The process is continued until no subject-specific groups are left. In our case, we needed to repeat it five times. The process resulted in a much smaller dataset: we are left with around 250,000 sentences in the last iteration. However, these sentences now carry a specific taxonomy from which we can learn.

The filtering is still a manual process, but it could be possible to automate the recognition of the subject-specific groups by constructing subject vocabularies, which can then be associated with the groups in a 1:1 relationship.

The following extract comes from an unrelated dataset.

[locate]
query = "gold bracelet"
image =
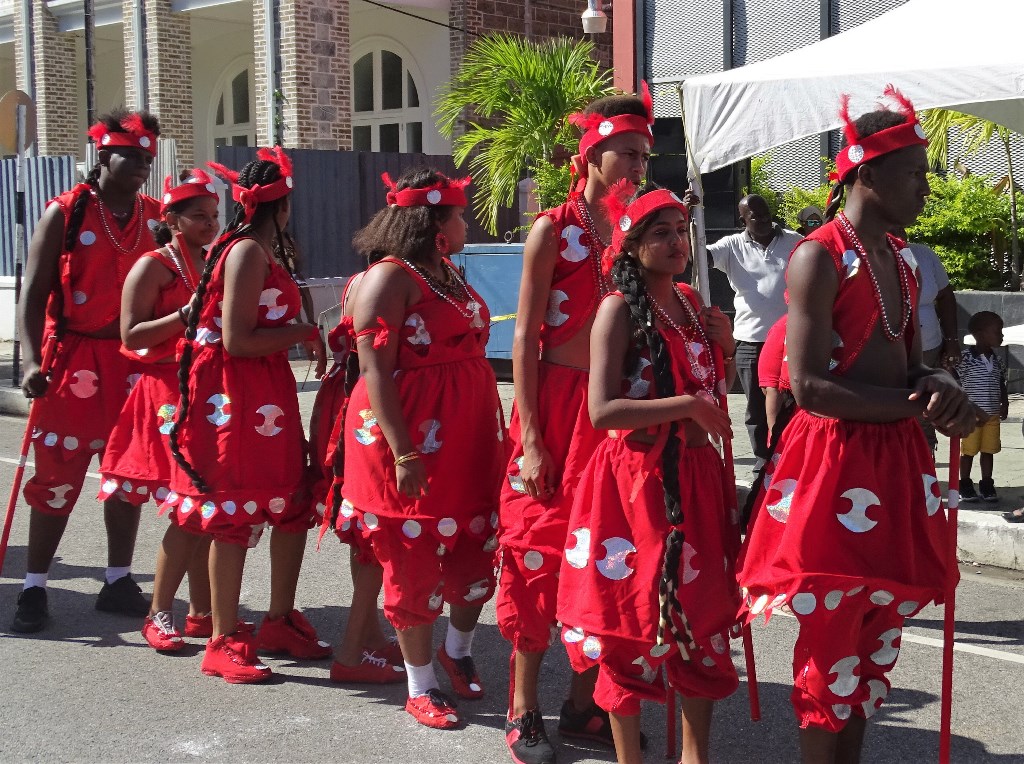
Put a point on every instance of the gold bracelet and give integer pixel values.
(406, 458)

**Left:** keywords of sample topics from Iteration 1 in the filtering process. All the original sentences are considered. Many of the topics are still “noisy”: keywords are still subject-specific. **Right:** keywords of sample topics from Iteration 2 in the filtering process. Only sentences filtered from Iteration 1 are considered. The topics look much clearer now, with a lot less subject-specific keywords.

The final clustering

At this point, we are almost done. We managed to filter the noise and only retain meaningful sentences. Furthermore, LDA has identified and clustered the sentences into appropriate groups. In particular, LDA outputs the probability that a certain sentence falls into one of these groups. By analysing the keywords that define each group, we can understand the “context”. This answers exactly our initial question because it effectively finds the main “components” of a peer review. Why are we then only almost done?

The “context” of some of the final groups from LDA is not easy to interpret, since they look very similar to the human eye but are considered different by the algorithm.

Plot of the convergence curve for the number of topics in the final iteration of LDA. The chosen metric is the “Coherence Value” (CV) score [4], which quantifies the coherence of the various topics by measuring keyword co-occurrences. The optimal number of topics is chosen as the maximum of the CV score, which is 13 in the plot. While this is optimal in a numerical sense, it might not be optimal for human understanding of the topics

One of LDA’s input parameters is the number of clusters you are expecting. By running LDA with different inputs, it is possible to construct a convergence curve to identify the “optimal” number of clusters. And here lies the problem: this number is “optimal” for LDA, but it might not be optimal for a human.

In particular, the “context” of some of the final groups from LDA is not easy to interpret, since they look very similar to the human eye but are considered different by the algorithm.

The final step is to apply another clustering technique on the LDA output to find out how many clusters the data naturally falls into. In particular, I used an algorithm called Hierarchical Density-Based Spatial Clustering of Applications with Noise (HDBSCAN) [5]. This algorithm groups sentences by finding which of their probability vectors are densely packed, and separates clusters if there is an area of low density between them. This allows us to overcome the interpretation problem: since the sentences in the difficult LDA groups share similar probability vectors, three or four groups can be recognised as one big single cluster by HDBSCAN.

HDBSCAN successfully identified eight clusters, which are reduced to six after human examination. Accordingly, sentences in peer review can be categorised into:

Figures/Non-textual content
Stats/Analysis/Techniques
Impact/Novelty
Text/Exposition clarity
Previous literature
Main discussion

This finally allows us to answer the initial question, and this time we really are done. These six categories are the common themes reviewers discuss during their assessments: the main “components” of a peer review.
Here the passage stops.